See the difference?  Chase could have easily looked at the customers history with the bank and seen that they are a good risk.  They could have run the check and verified that the account it was coming from had sufficient funds.  Instead, they simply played by a hard rule and relationship didn’t figure into the picture at all.

Even the new credit union the customer recently opened was willing to accommodate the customers request.  Chase isn’t a customer service organization, it is a fee generating machine.  That’s it.

What it’s like to work for Chase

I’ve often been critical of Chase employees as giving bad advice, not knowing what they are talking about, or otherwise inept behavior.  When I came upon this job search forum discussing Chase, I began to understand some of the reasons why Chase employees might be this way.

The overwhelming majority of comments on the JP Morgan Chase forum are negative.  Chase is accused by many people of running a sweatshop and for having high turnover.

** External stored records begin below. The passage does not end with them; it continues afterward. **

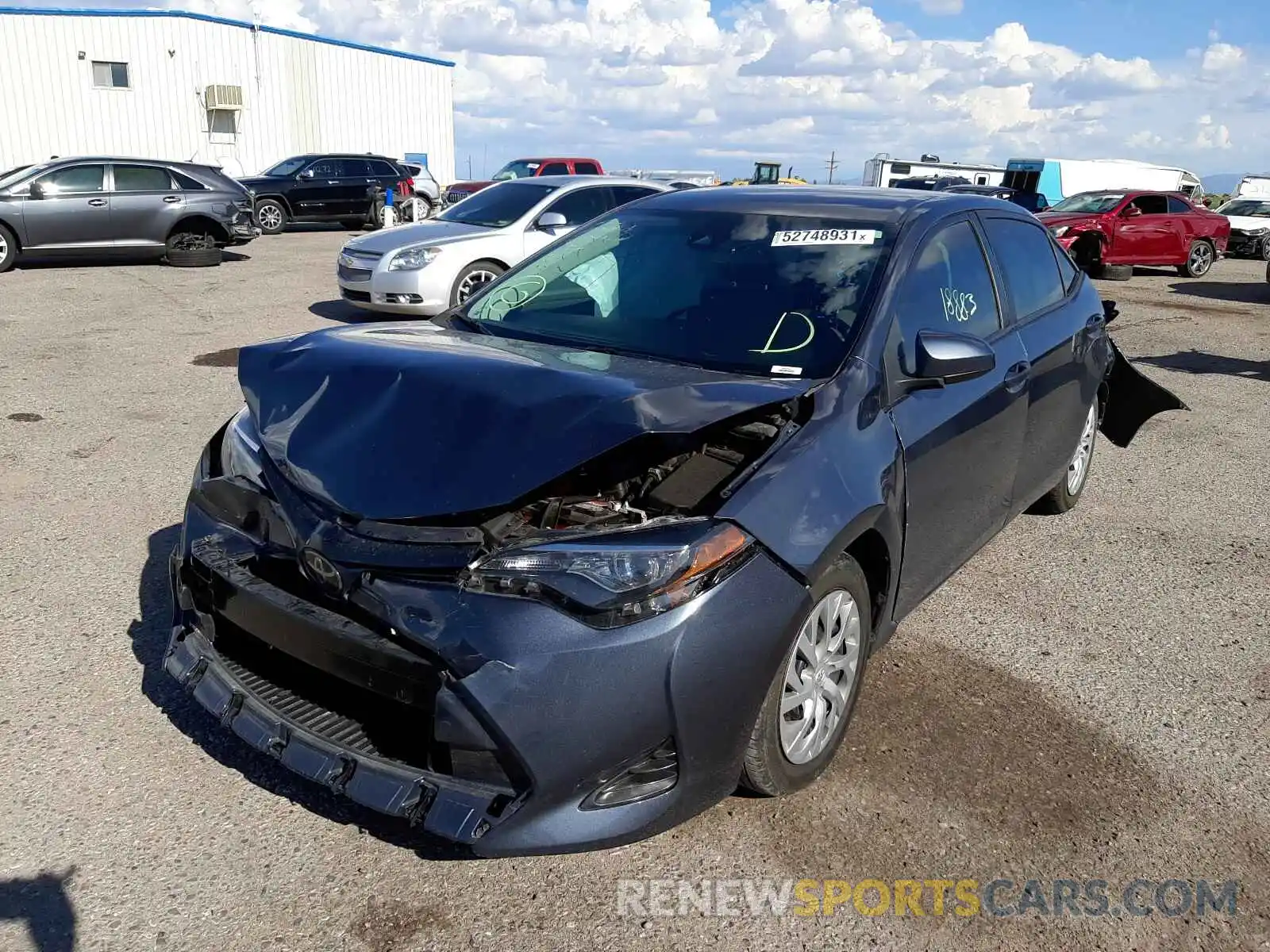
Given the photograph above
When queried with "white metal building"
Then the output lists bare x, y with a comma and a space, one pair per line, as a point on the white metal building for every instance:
167, 84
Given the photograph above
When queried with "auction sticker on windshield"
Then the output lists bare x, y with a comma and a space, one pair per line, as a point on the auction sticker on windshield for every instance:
826, 236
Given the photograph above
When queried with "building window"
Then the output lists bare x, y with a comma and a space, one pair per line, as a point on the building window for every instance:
110, 75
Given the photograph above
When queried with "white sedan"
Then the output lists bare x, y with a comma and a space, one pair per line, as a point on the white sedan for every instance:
429, 268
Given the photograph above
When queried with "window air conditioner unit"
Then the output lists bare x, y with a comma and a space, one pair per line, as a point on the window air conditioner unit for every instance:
224, 98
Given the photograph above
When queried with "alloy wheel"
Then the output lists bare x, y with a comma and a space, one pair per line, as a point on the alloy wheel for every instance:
270, 217
821, 677
1079, 469
1202, 258
474, 282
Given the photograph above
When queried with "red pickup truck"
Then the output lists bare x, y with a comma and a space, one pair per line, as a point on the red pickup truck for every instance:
1108, 232
526, 169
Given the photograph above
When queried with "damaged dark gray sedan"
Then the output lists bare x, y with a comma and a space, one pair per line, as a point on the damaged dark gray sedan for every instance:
562, 568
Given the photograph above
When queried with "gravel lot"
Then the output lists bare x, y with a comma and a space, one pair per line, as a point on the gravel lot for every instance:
1089, 698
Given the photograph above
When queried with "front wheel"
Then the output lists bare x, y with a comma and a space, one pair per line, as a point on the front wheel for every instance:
1067, 493
471, 279
813, 695
1199, 262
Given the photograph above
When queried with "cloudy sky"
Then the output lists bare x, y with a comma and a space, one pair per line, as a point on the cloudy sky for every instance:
718, 84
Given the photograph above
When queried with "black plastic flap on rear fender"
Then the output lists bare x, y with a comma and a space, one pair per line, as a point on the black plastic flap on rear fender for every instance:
1132, 400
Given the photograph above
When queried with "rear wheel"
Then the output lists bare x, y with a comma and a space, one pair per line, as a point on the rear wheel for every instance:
471, 279
1199, 262
8, 249
190, 249
271, 216
1067, 493
813, 695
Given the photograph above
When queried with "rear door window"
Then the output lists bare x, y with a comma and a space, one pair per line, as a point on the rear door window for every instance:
141, 178
1030, 271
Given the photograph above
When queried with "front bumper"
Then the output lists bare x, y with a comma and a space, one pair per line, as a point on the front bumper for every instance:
417, 294
563, 706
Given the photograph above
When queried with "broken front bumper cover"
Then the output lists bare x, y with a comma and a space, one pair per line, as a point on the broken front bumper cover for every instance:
441, 805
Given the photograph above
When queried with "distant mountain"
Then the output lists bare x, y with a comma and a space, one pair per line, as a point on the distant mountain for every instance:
1226, 183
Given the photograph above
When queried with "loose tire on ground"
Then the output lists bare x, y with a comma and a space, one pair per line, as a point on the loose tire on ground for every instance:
768, 768
192, 251
271, 216
8, 249
1064, 497
1199, 259
471, 279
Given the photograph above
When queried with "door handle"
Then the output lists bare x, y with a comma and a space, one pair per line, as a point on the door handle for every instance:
1018, 376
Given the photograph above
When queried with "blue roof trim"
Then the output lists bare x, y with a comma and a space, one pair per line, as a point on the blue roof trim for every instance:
224, 22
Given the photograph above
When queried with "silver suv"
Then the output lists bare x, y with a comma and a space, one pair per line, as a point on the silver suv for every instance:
94, 206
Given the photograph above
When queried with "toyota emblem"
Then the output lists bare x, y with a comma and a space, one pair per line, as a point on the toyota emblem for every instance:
321, 569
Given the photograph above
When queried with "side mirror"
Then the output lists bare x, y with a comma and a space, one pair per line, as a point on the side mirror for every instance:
952, 359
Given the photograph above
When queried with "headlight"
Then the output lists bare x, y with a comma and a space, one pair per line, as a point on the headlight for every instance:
412, 259
241, 450
618, 578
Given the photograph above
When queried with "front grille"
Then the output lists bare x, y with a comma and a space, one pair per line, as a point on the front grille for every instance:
353, 273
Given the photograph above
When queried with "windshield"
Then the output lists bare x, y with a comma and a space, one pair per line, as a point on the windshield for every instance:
761, 295
498, 206
1246, 207
287, 167
1092, 202
520, 169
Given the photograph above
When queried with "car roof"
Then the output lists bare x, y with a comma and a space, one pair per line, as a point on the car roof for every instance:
879, 206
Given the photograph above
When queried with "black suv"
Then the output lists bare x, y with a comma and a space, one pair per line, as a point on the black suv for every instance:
323, 188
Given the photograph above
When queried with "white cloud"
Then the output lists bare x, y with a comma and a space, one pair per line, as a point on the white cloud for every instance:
671, 83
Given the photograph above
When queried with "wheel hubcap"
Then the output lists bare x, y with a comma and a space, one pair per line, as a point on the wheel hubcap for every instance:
1202, 259
819, 678
1080, 466
473, 283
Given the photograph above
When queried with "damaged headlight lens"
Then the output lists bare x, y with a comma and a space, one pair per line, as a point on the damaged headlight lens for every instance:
615, 578
412, 259
241, 450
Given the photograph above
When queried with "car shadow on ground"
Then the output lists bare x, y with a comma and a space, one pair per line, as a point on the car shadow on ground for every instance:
1200, 362
150, 634
343, 313
1249, 294
48, 262
44, 904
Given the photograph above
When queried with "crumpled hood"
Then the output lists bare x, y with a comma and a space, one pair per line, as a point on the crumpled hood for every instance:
1248, 222
429, 232
412, 420
1053, 220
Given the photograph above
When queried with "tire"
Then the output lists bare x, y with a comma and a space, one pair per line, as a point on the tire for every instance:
270, 209
768, 768
1064, 497
469, 281
194, 251
8, 249
1199, 260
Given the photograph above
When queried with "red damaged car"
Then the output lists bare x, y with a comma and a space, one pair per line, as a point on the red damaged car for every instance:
1108, 232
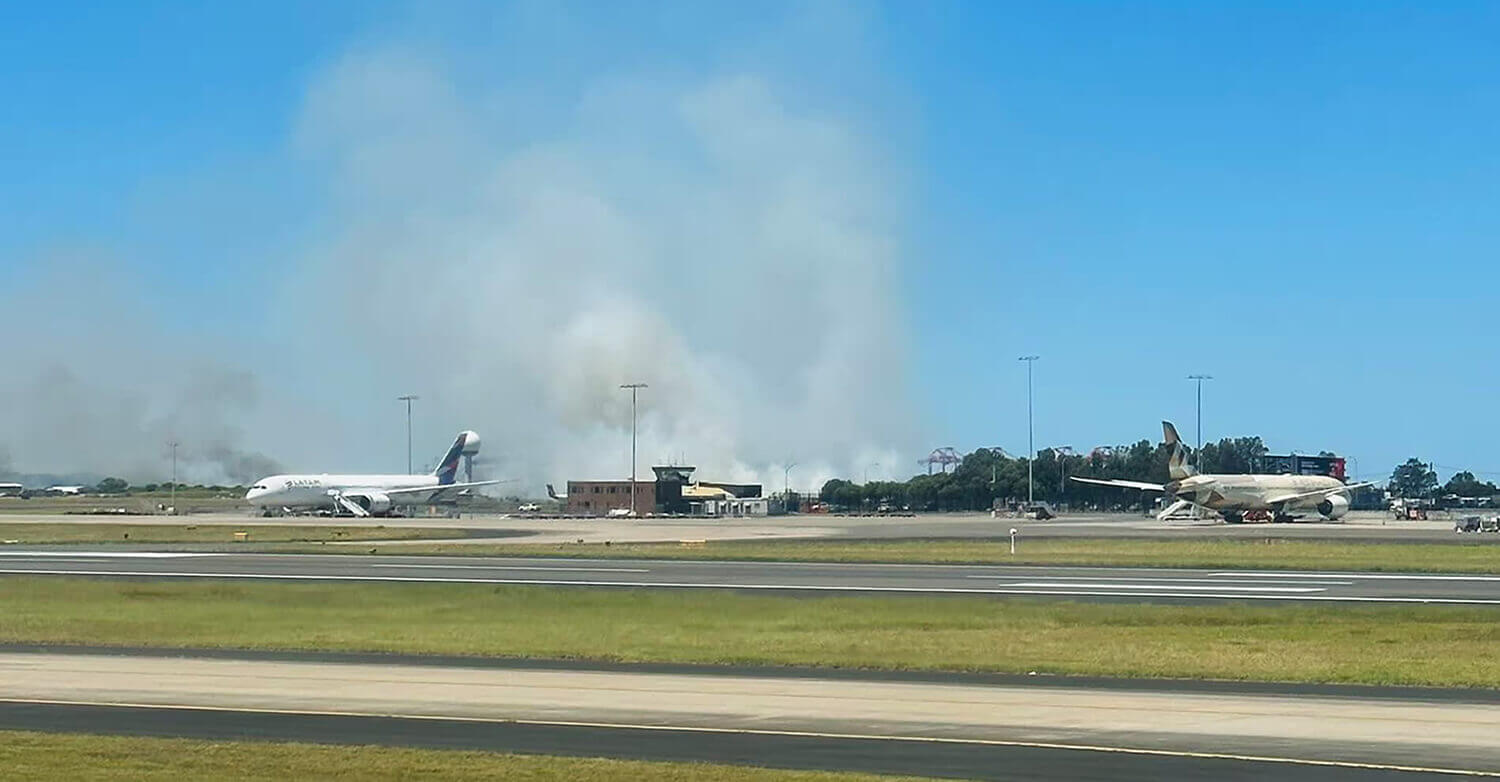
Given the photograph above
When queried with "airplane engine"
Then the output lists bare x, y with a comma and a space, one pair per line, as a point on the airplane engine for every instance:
372, 503
1334, 506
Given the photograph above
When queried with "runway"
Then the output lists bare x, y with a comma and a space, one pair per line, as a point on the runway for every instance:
1134, 584
1355, 527
936, 728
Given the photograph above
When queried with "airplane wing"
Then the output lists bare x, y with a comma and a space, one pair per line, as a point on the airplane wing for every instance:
1284, 499
443, 488
1119, 484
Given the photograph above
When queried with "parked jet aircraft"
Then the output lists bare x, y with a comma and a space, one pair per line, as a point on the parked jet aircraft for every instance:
366, 496
1233, 494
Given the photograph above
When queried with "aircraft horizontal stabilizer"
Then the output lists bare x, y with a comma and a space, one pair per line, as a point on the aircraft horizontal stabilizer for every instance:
443, 488
1121, 484
1284, 499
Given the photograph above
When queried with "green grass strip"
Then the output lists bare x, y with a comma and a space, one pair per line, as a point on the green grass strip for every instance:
108, 758
1373, 644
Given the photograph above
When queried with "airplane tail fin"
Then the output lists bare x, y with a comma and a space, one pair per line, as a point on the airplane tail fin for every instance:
465, 445
1178, 466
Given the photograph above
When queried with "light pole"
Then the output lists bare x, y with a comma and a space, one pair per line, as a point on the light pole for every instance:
1031, 439
408, 400
1200, 378
786, 485
633, 387
174, 476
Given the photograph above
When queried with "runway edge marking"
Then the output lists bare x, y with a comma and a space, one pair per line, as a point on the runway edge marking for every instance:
789, 734
762, 587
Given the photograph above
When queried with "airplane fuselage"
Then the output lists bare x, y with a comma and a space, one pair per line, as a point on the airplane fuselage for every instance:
1251, 493
308, 491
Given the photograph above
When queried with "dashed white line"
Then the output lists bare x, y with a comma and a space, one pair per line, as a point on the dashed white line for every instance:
1182, 587
519, 568
1365, 577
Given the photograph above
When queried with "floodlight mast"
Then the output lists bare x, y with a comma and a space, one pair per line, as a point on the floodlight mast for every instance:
1199, 380
408, 400
1031, 437
633, 387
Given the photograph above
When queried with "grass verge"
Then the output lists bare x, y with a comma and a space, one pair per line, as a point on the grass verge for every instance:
105, 758
1476, 556
1376, 644
209, 533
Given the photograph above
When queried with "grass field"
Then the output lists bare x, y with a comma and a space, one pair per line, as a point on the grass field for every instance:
1440, 646
1476, 556
110, 758
207, 533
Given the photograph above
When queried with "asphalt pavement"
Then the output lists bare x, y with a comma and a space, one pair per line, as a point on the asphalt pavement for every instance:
1131, 584
935, 728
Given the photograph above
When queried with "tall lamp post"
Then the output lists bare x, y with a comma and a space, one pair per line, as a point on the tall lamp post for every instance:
1199, 380
786, 487
174, 476
408, 400
633, 387
1031, 439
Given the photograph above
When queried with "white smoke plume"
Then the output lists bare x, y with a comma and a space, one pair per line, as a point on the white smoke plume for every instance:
737, 255
732, 246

Those two along could account for the majority of deficiencies in ability in professionalism Chase staff often exhibit.  If Chase refuses to hire enough staff, customers won’t get the help they need, staff is overworked and stressed, doesn’t last long, and there are frequently fresh faces who probably aren’t going to stick around long enough to get properly trained.

Don’t trust anyone over 30 is now don’t trust anyone who works for Chase

This one from a Criaglist post, soon to be gone, so I am reposting it here.

Here’s a good one:
I rent a room from a friend. We both have Chase accounts.
Last thursday I deposited my unemployment check. The following friday I give my roomie a rent check and told him it was good to go. He takes it to Chase and asks the teller if the funds were available. He was told yes so he deposits my rent check.
The fucking check bounced because Chase held my unemployment check for for five fucking days! In the meantime I get hit with an insufficient funds fee!
CHASE SUCKS!

It sure doesn’t seem like you can trust what Chase employees tell you, it so often turns out to be wrong.